ZenML

Scaling Knowledge Management with LLM-powered Chatbot in Manufacturing

OSRAM 2025
View original source

OSRAM, a century-old lighting technology company, faced challenges with preserving institutional knowledge amid workforce transitions and accessing scattered technical documentation across their manufacturing operations. They partnered with Adastra to implement an AI-powered chatbot solution using Amazon Bedrock and Claude, incorporating RAG and hybrid search approaches. The solution achieved over 85% accuracy in its initial deployment, with expectations to exceed 90%, successfully helping workers access critical operational information more efficiently across different departments.

Industry

Tech

Technologies

Overview

OSRAM, the well-known lighting company, presented a case study at an AWS event alongside their implementation partner Adastra. OSRAM operates a manufacturing plant in Germany that was originally built in 1961—a classic “brownfield” industrial facility that represents typical legacy German manufacturing. The company has undergone a dramatic transformation as the lighting industry shifted from traditional bulbs to LED technology, with production volumes dropping from 4,000 tons to just 4 tons annually. This shift fundamentally changed their business model from mass production to project-based work with shorter product lifecycles.

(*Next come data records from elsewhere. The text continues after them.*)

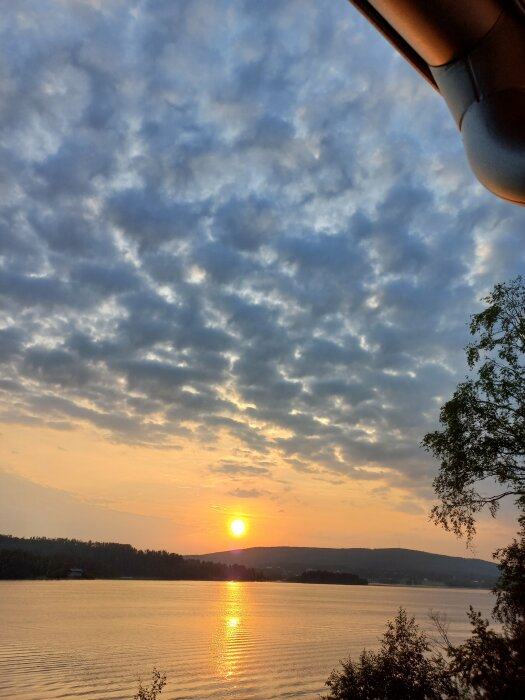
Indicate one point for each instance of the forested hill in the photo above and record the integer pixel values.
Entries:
(402, 566)
(36, 557)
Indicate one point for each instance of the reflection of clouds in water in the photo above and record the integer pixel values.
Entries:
(228, 643)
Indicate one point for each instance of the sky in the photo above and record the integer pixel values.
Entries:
(240, 246)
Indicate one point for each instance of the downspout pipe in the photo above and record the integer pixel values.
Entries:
(474, 52)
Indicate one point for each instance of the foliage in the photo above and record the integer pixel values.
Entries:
(483, 440)
(53, 558)
(401, 670)
(158, 681)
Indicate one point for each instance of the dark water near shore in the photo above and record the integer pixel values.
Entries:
(93, 639)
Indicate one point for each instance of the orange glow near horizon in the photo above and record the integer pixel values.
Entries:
(238, 527)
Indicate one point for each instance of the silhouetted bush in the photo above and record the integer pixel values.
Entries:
(402, 669)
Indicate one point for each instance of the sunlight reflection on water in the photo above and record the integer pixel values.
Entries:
(92, 639)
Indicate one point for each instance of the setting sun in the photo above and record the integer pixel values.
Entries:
(238, 527)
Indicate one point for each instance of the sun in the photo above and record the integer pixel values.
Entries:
(237, 527)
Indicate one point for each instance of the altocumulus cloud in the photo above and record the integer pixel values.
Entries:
(235, 216)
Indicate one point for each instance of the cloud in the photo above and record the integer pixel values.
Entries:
(261, 226)
(246, 493)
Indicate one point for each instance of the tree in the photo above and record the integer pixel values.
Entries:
(482, 445)
(490, 665)
(401, 670)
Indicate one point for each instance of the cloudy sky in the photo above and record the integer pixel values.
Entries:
(240, 246)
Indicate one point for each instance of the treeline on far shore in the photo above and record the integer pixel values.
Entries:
(42, 557)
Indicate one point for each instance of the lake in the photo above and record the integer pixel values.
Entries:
(93, 639)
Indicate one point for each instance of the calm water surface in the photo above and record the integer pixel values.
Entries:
(93, 639)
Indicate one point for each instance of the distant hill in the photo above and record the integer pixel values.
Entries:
(401, 566)
(44, 557)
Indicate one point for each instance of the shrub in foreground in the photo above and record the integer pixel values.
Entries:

The presentation featured multiple speakers from OSRAM (plant manager Ingo and R&D representative Brent) as well as a technical consultant from Adastra (Johannes), providing perspectives from both the business problem side and the solution implementation side.

Business Problem and Motivation

The core challenge OSRAM faced was knowledge preservation and accessibility in a rapidly changing manufacturing environment. Several factors drove the need for a GenAI solution:

The aging workforce presented a critical risk—experienced workers leaving the company take valuable institutional knowledge with them. In a high-precision manufacturing environment where efficiency depends heavily on accumulated expertise, this knowledge drain was unsustainable. The presentation candidly acknowledged that they “cannot afford” to lose this knowledge.

Data and documentation were scattered across the organization in various legacy systems and file formats. The plant’s long history meant dealing with old tools and file formats, including information trapped in images and documents that were difficult to access electronically. Finding the right information took significant time, impacting operational efficiency.

The workforce diversity added complexity to the solution requirements. The plant employs operators, maintenance personnel, engineers, and scientists—each with different information needs, varying educational backgrounds, and different levels of technical sophistication. Any solution needed to accommodate this diversity.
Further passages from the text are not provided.